Bacillus supplementation increases appetites in fish and shrimp. This comes with two significant benefits for producers: the fish can achieve optimum growth levels and water quality improves since there is less uneaten food in pond water.
Bacillus’ track record for water quality
After reviewing the literature, the researchers found that bacillus probiotics were effective in modulating alkalinity and pH in culture water. Some studies note that they could be used to soften hard water and decrease heavy metal concentrations. There was also evidence that the microbes can safely reduce nitrogen and phosphate levels without damaging the surrounding environment.

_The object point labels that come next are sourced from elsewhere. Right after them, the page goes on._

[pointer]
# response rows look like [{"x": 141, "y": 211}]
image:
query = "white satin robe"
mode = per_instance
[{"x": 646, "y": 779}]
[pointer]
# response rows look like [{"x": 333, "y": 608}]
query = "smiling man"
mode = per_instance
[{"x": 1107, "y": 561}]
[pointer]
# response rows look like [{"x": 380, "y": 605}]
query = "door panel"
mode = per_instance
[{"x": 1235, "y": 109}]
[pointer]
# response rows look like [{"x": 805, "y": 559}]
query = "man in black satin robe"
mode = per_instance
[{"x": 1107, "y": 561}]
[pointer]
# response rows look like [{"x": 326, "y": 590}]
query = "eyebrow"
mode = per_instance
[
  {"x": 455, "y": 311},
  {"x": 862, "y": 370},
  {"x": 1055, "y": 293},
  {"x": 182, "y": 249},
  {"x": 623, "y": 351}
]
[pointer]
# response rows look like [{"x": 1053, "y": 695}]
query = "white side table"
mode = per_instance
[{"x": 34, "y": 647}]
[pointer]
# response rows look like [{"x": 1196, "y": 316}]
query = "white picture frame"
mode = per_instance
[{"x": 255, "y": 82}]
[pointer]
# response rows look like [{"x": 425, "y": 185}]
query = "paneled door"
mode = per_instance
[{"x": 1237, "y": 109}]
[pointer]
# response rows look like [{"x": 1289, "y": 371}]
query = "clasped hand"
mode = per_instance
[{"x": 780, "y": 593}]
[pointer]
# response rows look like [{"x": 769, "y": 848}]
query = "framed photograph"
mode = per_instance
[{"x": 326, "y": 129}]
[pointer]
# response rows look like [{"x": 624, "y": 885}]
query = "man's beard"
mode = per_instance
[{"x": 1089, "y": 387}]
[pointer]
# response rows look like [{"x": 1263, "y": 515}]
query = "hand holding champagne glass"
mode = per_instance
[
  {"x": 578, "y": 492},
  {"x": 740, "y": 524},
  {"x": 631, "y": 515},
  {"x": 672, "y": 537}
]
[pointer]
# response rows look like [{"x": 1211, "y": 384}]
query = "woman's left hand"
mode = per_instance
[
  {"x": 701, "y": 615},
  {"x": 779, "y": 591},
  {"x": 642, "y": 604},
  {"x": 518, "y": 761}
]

The researchers noted that Bacillus can modulate alkalinity, pH and can soften hard water. Photo: Giana Gomes
Other water quality indicators – like overall transparency, total dissolved solids and total organic matter – can be effectively managed with bacillus. The researchers note that since the microbes are efficient decomposers, they are able to break down organic matter and solids in culture water. This in turn improves the water’s transparency.
The researchers also evaluated studies where probiotics were used to address problems that emerged during production. They noted studies that used probiotics as an environmentally friendly way to break down oil spills – but that this had not yet been applied to aquaculture.
On a related note, the researchers believe that bacillus’ ability to lower disease occurrence in fish farming could help maintain water quality as a downstream benefit.
The unknowns of probiotics
There are significant gaps in the literature. The effect of bacillus use on key water quality parameters like dissolved oxygen isn’t widely reported. There is also little evidence on the relationship between bacillus and other water parameters like temperature, salinity and conductivity.
Most studies on probiotics in aquaculture are oriented towards nutrition, not water quality. The researchers stress that this gap is a missed opportunity. Bacillus show incredible potential for managing water quality but researchers now need to establish the optimum parameters for their use.